The Centers for Disease Control and Prevention reports that about 17 percent of American children ages 2-19 are obese.
“If the current national movement to end childhood obesity is successful, we can anticipate many young people moving from obese into the normal weight range, which will result in better physical health,” Mustillo said. “I wanted to know if the same thing would happen for psychological health. Girls often struggle with self-esteem anyway during adolescence and, therefore, it is troubling to find that the negative effects of larger body size can outlive the obesity itself.”
The study, based on data from the National Heart, Lung and Blood Institute Growth and Health Study, is in the current issue of the Journal of Health and Social Behavior.
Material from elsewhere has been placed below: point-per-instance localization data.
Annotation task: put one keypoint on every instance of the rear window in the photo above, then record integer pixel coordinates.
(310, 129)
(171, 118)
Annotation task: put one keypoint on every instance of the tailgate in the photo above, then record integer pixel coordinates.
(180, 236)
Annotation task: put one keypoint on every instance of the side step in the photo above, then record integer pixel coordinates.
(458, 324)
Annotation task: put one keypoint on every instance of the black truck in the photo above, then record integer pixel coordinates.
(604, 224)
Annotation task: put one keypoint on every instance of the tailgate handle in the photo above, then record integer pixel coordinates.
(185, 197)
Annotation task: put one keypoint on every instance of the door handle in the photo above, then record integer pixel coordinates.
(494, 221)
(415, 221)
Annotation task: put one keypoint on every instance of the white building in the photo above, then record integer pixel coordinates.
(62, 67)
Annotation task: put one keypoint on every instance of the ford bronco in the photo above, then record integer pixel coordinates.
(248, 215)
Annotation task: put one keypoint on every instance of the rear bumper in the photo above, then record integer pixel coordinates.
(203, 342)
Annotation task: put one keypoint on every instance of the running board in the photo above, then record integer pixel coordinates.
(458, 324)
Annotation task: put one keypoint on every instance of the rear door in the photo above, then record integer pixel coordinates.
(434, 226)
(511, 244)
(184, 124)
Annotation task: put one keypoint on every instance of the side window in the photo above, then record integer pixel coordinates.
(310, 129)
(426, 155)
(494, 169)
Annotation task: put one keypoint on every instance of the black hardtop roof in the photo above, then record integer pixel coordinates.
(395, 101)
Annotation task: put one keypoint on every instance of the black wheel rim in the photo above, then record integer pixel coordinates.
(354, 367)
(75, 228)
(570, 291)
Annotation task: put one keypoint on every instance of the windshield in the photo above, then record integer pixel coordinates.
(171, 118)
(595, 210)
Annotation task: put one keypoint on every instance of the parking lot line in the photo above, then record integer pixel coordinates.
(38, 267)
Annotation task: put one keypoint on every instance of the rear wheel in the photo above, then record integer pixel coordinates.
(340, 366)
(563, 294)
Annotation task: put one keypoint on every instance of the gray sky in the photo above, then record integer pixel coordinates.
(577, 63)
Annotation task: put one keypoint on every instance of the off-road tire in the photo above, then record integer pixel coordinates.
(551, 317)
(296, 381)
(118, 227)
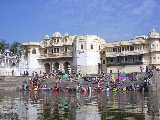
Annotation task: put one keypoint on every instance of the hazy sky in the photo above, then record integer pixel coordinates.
(112, 20)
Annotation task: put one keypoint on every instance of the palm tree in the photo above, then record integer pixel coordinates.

The health and weight of more than 2,000 black and white girls was followed for 10 years starting at ages 9 to 10 as part of the national study. For this study, the girls were separated into one of three groups – normal weight, transitioned out of obesity and chronically obese – based on their body mass trends during the 10-year period.
There was a difference in self-esteem levels between races. Self-esteem for black girls transitioning from the obese to the normal range did rebound; however, both races continued to have negative body perceptions.
“The self-esteem for black girls was lower overall to begin with, but for those who moved into the normal weight range, self-esteem increased more than it did for any other group of girls,” Mustillo said. “We would like to look at this at more closely to understand how subcultural norms influence this process.